しかし、今夏の東京五輪が非常に特別なものだったと振り返る者もいる。オーバーエイジ枠でフランス代表に参加していたモンペリエ所属の30歳MFテジ・サヴァニエである。
おそらくサヴァニエのことを覚えている人は少ないだろう。これまでニームやモンペリエなどフランス国内で長くプレイしてきたが、A代表での出場歴はゼロ。スター選手が揃うフランスサッカー界において、サヴァニエは決してエリートとは呼べないタイプだ。
だが、今季のリーグ・アンではサヴァニエに注目が集まっている。攻撃的MFとしてキャプテンマークを巻くサヴァニエは、実はかなり高精度の右足を持つフリーキッカーなのだ。
今季リーグ戦では5得点挙げているが、そのうち3点が直接フリーキックによるものだ。中でも衝撃だったのは、12月のメス戦で決めた一撃だ。
右サイド深い位置でフリーキックを得たサヴァニエは、不規則に変化する無回転ショットをファーサイドへ炸裂させたのだ。まるでリヨンで活躍した元ブラジル代表MFジュニーニョ・ペルナンブカーノのフリーキックを見ているかのようで、GKも直接狙ってくるとは予想していなかっただろう。
仏『RMC Sport』によると、サヴァニエは来年のワールドカップに参加したいと野心を口にしている。惨敗だったとはいえ、今夏の五輪で代表のシャツに袖を通せたことは特別な経験だったようだ。
「僕は嘘をつかないよ。
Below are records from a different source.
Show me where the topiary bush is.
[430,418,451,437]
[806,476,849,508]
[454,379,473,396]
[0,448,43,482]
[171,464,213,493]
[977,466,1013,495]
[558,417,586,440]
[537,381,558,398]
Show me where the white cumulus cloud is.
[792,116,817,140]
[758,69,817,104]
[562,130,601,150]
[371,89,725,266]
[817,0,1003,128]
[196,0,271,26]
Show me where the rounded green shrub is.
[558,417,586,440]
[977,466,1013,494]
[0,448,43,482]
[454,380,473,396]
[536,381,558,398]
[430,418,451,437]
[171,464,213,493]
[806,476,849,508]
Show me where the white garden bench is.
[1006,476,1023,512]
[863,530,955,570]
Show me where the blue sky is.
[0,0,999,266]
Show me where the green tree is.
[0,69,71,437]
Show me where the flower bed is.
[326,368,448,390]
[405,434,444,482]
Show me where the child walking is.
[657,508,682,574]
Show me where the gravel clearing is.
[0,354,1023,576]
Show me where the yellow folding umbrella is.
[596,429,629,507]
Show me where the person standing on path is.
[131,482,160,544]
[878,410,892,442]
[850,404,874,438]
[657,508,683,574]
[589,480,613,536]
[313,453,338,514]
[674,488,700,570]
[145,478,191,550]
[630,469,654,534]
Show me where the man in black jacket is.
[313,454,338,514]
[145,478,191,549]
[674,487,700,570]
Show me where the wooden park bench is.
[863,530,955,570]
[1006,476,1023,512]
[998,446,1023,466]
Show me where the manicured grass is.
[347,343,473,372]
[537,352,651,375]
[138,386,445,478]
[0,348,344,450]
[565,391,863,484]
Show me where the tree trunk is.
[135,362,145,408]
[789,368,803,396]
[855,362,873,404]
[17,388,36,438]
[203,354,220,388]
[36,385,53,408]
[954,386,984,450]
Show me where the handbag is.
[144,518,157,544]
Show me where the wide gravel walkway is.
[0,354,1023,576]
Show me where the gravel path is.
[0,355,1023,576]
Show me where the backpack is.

代表は子供の頃からの夢で、五輪でプレイできたのは僕にとって大きなことだったんだ。夢はワールドカップだよ。もちろん、フランス代表はビッグクラブでプレイする選手ばかり揃っていることは分かっているんだけどね」
高精度の右足は代表監督ディディエ・デシャンの目に留まっているだろうか。圧倒的なスピードやサイズはなくとも、セットプレイを武器にする選手がいてもいいはずだ。サヴァニエはモンペリエでアピールを続け、ワールドカップへの切符を掴む考えだ。